Atmosferdeki oksijenin temel kaynağını sorulduğunda çoğumuz bitkiler veya ağaçlar cevabını veririz. Ancak %75'i sulardan oluşan gezenimizde atmosferdeki oksijenin tek kaynağı yeşil bitkiler değildir. Yeryüzünde üretilen oksijenin en az yarısı da su altında yaşayan organizmalar tarafından üretilir. Gelin oksijen döngüsüne ve üretimine yakından bakalım.

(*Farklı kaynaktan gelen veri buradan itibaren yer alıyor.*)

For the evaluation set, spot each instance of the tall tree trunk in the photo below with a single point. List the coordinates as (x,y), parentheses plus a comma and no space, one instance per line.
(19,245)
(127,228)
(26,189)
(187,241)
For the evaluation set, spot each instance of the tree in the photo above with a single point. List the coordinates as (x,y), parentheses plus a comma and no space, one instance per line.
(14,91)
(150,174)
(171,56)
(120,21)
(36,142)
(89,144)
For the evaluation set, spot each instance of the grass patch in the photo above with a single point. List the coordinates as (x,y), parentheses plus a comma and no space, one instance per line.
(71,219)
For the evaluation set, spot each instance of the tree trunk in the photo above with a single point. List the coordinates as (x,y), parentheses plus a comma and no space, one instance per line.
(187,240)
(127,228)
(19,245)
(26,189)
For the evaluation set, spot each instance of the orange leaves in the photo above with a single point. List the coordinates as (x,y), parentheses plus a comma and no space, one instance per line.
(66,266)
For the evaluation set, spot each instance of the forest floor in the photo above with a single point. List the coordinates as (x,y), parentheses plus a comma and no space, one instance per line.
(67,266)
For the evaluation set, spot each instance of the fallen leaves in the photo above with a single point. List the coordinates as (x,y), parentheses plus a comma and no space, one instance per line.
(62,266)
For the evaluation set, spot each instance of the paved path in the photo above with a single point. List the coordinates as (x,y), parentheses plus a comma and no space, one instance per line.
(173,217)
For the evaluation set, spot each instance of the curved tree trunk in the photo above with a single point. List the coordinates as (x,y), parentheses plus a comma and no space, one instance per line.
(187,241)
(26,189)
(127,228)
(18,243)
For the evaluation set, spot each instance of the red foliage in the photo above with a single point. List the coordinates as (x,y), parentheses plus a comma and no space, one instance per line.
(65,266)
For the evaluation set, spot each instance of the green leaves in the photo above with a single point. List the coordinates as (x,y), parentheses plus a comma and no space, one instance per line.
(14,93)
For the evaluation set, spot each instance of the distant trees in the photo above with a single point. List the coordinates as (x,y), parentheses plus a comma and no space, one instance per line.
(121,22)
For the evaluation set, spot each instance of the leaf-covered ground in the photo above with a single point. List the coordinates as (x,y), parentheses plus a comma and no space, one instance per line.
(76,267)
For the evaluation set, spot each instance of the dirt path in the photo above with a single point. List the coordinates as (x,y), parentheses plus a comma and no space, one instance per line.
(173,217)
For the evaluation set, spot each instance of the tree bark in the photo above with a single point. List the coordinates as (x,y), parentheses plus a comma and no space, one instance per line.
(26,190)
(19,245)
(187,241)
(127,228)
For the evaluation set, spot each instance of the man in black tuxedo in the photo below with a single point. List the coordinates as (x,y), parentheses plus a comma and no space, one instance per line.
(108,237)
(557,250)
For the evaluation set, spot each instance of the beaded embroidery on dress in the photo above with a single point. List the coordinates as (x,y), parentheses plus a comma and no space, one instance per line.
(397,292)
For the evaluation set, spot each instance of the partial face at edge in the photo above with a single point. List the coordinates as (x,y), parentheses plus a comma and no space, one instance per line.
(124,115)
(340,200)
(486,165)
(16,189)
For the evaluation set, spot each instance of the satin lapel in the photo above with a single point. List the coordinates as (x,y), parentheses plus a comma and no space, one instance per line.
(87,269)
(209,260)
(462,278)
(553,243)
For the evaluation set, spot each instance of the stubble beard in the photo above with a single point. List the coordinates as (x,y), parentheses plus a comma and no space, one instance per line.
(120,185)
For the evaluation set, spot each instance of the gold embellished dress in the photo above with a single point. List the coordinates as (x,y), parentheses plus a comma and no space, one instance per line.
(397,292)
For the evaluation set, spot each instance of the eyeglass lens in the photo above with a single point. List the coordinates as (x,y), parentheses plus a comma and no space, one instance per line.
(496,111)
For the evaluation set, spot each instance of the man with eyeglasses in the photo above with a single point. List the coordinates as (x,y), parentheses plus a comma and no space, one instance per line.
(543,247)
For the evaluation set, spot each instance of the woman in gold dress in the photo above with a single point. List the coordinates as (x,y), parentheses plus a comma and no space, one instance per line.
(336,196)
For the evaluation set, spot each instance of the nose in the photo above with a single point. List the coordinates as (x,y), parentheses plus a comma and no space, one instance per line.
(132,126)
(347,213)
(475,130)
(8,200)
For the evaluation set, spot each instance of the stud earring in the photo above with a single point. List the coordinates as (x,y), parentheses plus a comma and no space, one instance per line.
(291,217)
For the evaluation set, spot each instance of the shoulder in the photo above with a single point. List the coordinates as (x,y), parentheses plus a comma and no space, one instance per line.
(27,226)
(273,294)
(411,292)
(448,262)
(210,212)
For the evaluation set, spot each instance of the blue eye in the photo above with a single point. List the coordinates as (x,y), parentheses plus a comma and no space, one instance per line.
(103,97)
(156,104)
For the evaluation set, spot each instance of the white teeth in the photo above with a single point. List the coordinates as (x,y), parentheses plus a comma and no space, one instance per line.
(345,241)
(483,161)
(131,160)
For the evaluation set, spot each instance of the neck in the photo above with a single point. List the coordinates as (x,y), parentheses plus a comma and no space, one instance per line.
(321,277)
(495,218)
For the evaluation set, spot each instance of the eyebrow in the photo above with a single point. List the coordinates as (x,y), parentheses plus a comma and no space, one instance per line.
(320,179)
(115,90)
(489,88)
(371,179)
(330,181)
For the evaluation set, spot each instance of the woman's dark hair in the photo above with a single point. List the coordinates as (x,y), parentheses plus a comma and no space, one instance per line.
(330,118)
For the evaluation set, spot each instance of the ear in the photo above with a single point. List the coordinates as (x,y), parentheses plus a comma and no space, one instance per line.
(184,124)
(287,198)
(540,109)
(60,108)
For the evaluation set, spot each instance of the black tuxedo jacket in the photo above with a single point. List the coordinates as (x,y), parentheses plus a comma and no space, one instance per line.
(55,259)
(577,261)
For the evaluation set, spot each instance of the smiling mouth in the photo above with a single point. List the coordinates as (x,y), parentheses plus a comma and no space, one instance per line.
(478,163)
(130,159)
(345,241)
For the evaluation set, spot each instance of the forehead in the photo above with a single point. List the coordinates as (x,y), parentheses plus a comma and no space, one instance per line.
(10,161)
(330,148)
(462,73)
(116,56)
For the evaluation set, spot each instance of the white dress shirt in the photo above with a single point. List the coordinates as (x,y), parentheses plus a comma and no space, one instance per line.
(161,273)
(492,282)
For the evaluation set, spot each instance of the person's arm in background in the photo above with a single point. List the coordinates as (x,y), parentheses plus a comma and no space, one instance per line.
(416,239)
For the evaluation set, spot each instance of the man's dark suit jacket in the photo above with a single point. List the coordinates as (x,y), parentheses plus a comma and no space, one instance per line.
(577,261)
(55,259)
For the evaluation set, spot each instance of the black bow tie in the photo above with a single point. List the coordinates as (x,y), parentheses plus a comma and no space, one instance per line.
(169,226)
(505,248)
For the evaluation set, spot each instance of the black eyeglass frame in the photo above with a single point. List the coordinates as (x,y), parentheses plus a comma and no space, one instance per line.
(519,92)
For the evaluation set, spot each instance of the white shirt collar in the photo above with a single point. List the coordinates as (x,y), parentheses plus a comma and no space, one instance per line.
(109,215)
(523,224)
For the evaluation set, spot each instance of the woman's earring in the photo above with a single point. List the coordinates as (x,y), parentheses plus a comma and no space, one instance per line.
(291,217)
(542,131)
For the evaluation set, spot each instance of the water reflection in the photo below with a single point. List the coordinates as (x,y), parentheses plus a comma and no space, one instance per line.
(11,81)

Oksijen dünya üzerinde yaşayan birçok canlı için en temel elementlerden biridir. İnsanlar ve etrafımızda gördüğümüz birçok hayvan oksijeni her nefeslerinde tüketirler. Bu nedenle oksijen üretimi dünyadaki yaşamın devamı için elzemdir. Üretilen ve tüketilen oksijen olan atmosferdeki oksijen temel bir döngü içerisindedir. Sürekli olarak canlılar tarafından kullanılır ve üretilir.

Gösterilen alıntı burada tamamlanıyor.